Page 5 panel one: a letter
Letter Text: Law offices of Hungerdunger, Hungerdunger, Hungerdunger, Hungerdunger and McCormick
Misters Iguana & Beer, We represent Avril Lavigne. Glamourpuss Industries, its directors, officers, agents, employees and assigns (collectively, “Iguana & Beer”) are hereby warned and notified to CEASE AND DESIST making false and defamatory statements regarding Avril Lavigne and its ongoing matters with Iguana & Beer. It has come to our attention that false statements were made by Iguana & Beer. Specifically in the previous four pages titled “The Bi-Curious Adventures of Avril Lavigne.” The statements made by Iguana & Beer regarding Avril Lavigne are false, defamatory, constitute tortuous interference with business, and as such, are actionable under Canadian law. If our client is forced to commence a lawsuit against Iguana & Beer in order to stop continued false and defamatory statements, be advised that we will seek recovery of all attorneys’ fees and costs incurred herein as a result. While we certainly hope this is not necessary, we are prepared to pursue whatever avenues are necessary on behalf of our client to stop the continued false and defamatory statements made against Avril Lavigne by Iguana & Beer.

Sincerely,
Charles H. Hungerdunger
Hungerdunger, Hungerdunger, Hungerdunger, Hungerdunger and McCormick

Panel 2: Beer and Iguana looking up at panel 1.
Text Beer: Well look at that…
Text Iguana: F*** me running…

Panel 3: Beer and Iguana looking at each other.
Text Iguana: “Parody and fair Use” huh?
Text Iguana: Schmuck…

Panel 4: Beer looking up at panel 1, no Iguana.
Text Beer: Well I guess this kills next issue’s “Diane Keaton: Vampire Slayer”…

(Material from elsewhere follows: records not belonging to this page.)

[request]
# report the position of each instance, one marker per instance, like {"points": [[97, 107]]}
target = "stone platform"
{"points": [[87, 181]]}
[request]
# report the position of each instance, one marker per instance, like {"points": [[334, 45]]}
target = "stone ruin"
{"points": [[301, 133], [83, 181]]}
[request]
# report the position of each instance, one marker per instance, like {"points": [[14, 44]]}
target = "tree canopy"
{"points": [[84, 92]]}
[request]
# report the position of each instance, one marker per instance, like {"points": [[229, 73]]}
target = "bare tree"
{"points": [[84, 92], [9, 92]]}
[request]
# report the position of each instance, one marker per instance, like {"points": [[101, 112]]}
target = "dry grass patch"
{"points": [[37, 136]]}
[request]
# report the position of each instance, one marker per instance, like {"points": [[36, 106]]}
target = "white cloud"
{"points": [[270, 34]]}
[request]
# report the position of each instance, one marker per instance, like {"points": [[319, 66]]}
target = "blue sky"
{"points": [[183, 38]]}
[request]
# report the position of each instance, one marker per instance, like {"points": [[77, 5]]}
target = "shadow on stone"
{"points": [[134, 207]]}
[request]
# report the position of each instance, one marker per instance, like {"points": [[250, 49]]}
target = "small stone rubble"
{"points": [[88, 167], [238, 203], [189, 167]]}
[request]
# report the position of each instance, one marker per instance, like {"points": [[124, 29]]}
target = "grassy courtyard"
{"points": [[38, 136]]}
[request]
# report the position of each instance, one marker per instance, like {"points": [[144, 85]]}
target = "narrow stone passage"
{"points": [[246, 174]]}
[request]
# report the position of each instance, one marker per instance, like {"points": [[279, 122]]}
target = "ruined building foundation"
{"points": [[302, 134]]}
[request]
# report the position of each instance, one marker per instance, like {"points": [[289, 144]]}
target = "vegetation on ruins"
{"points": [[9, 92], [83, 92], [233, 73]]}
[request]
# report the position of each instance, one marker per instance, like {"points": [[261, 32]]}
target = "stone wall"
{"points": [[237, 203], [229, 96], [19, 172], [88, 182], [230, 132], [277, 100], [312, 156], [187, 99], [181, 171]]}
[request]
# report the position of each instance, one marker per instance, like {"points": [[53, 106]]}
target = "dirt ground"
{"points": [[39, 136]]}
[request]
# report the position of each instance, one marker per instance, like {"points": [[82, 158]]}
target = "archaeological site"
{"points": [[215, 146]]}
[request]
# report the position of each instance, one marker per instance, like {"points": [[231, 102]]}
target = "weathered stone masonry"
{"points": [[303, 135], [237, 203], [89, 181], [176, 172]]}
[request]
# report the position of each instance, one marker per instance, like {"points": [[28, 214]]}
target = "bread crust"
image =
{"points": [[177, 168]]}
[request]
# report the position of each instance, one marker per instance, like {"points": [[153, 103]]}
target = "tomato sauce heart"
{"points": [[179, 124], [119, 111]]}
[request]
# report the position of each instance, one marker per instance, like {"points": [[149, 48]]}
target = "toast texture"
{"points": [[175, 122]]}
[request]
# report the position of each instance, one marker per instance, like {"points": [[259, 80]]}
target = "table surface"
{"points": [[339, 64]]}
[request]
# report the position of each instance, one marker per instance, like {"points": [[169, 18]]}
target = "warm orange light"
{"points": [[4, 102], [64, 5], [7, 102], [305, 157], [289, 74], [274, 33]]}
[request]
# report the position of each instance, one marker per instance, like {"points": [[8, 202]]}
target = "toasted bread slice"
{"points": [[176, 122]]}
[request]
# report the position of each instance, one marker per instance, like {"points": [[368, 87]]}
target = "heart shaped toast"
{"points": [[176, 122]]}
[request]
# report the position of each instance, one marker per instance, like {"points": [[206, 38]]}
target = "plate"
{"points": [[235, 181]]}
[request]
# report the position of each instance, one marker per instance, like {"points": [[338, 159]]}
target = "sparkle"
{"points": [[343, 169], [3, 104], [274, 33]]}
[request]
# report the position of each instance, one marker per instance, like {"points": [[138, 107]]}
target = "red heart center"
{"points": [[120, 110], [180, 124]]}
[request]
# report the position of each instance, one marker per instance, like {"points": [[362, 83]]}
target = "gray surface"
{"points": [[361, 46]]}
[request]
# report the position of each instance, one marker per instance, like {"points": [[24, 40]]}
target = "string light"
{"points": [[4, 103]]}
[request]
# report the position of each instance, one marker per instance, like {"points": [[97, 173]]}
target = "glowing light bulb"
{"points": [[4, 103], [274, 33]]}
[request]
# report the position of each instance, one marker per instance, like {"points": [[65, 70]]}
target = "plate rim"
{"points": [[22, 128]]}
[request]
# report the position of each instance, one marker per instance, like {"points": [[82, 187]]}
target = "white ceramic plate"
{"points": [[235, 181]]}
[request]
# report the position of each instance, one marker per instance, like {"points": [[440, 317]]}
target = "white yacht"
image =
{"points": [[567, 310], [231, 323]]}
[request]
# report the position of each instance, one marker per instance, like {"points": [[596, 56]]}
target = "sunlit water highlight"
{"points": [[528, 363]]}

So notes on Pitch #3: I liked that every page the names change. First it’s Dave and I, then what glamourpuss calls us,

Actually, "Mike Dowe" comes from when Dave sent me the pictures of when I gave him his gold watch for finishing Cerebus, he had signed them "To Mike".  And I used to get asked all the time if my last name had an "E" in it.

then Dave’s substitute from Reads and a pseudonym I created for myself,

It's the names of two of my favorite cats I've lived with. 

fourth is a character Dave played on Cerebus TV and a similar character I could have played had Cerebus TV continued.

Anybody else remember The Follicly-Challenged Neil Gaiman of Earth 2?


The law firm that the cease and desist comes from is the law firm Groucho uses in the Marx Brothers’ Animal Crackers.

I drew the first four pages and then went on the internet to get a sample cease-and-desist letter I could use as a template. When I finished writing up my version, I realized that I didn’t have an ending while I was typing up page five. “Diane Keaton Vampire Slayer” was a top-of-my-head idea. She was in an article in one of the two issues of Vogue I had bought as research for my pitches. 
Next Time: How I discovered my script made the cut!

*Advance praise for glamourpuss archive:

"Up until an hour ago, I would have stated for a fact that [Jeff] Seiler's CEREBUS READERS IN CRISIS was the most uncalled-for example of Dave Sim Ephemera to hit the market, but I think you have him beat with this one."
Dave Sim
Creator- Cerebus, glamourpuss, Judenhass, The Strange Death of Alex Raymond, You Don't Know Jack, Cerebus in Hell?

5 comments:

Anonymous said...

Yay, Me!!!

Jeff said...

Next to last is NOT last!

However, I *have* been trying for some time, now.

Anonymous said...

What absolute garbage.

Anonymous said...

Yeah! I hate Taylor Swift too!

Tony Dunlop said...

That's some pretty "believable" Valley Girl dialect, for a guy from Cheeseheadistan (that's Minnesotan for "Wisconsin").